Impossible figures can be real simple objects that produce optical illusions obtained by proper perspective.
Use from the educational point of view can be justified in requiring a detailed analysis for understanding.
Based on the basic idea that states the Figure-law background design an object for use in training of technical drawing.
They can also be approached as a challenge for the student who can compete with others in an educational game object identification. Do not forget that play activities encourage interest in the learning process, entertain and arouse curiosity for the study of new cases: Learning enjoying.
This figure may seem impossible at first glance but it is not.
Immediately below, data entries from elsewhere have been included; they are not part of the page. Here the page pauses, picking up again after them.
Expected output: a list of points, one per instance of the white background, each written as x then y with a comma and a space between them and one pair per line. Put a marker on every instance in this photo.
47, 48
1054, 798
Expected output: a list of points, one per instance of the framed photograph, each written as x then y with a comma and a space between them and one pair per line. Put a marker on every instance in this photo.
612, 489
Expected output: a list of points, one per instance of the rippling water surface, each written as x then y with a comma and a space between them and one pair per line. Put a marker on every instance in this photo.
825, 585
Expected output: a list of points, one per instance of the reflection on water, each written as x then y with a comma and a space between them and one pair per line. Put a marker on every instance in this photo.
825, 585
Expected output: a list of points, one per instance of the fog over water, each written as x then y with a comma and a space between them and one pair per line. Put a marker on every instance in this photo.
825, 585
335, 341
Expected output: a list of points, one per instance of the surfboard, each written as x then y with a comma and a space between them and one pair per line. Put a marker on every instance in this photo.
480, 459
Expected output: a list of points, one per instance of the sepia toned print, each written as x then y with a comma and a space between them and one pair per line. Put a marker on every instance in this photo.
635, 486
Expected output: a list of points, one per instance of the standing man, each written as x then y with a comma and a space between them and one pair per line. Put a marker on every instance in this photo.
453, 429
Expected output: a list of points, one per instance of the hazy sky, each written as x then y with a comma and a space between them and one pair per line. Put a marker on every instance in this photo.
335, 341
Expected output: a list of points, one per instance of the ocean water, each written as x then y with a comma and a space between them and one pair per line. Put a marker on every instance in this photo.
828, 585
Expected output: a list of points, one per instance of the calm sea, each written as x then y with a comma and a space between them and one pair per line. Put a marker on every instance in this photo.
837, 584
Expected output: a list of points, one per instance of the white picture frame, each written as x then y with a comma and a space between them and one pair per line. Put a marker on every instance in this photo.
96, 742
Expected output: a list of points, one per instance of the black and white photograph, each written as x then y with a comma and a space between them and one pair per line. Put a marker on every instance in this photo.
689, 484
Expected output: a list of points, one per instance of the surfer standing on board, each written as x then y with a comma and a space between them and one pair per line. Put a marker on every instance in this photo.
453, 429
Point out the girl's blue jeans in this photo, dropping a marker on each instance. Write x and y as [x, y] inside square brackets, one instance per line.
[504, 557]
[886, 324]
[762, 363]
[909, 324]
The first impression is that the bottom is in the foreground at a time to meet at the back.
This apparent ambiguity produces a splitting in the interpretation and consequently the appearance of being correct definition.
The goal is for students to try to identify the correct form of the piece, Geometric using their resources, not being deceived by perception.
The Gestalt laws play an important role in this perceptual process, but reason and knowledge must overcome the deception of perspective.
?How is really the object?
With a slight modification we can read (interpret) easily.
We simply break the overlapping lines eg cutting one of the conflict zones.
This modification allows us to break the ambiguity and then return to the original model for model interpretarel back from the experience gained from this simple operation.
This scheme of work can be seen reinforced by a geometric analysis of the object that has attracted our attention.
Then we can propose new items that are based on similar or proposing to student designs design your own model to analyze what a partner, encouraging peer interaction based on competitive play.
This second variant is more training as the student becomes an active element that brings creativity to your designs, strengthening the knowledge.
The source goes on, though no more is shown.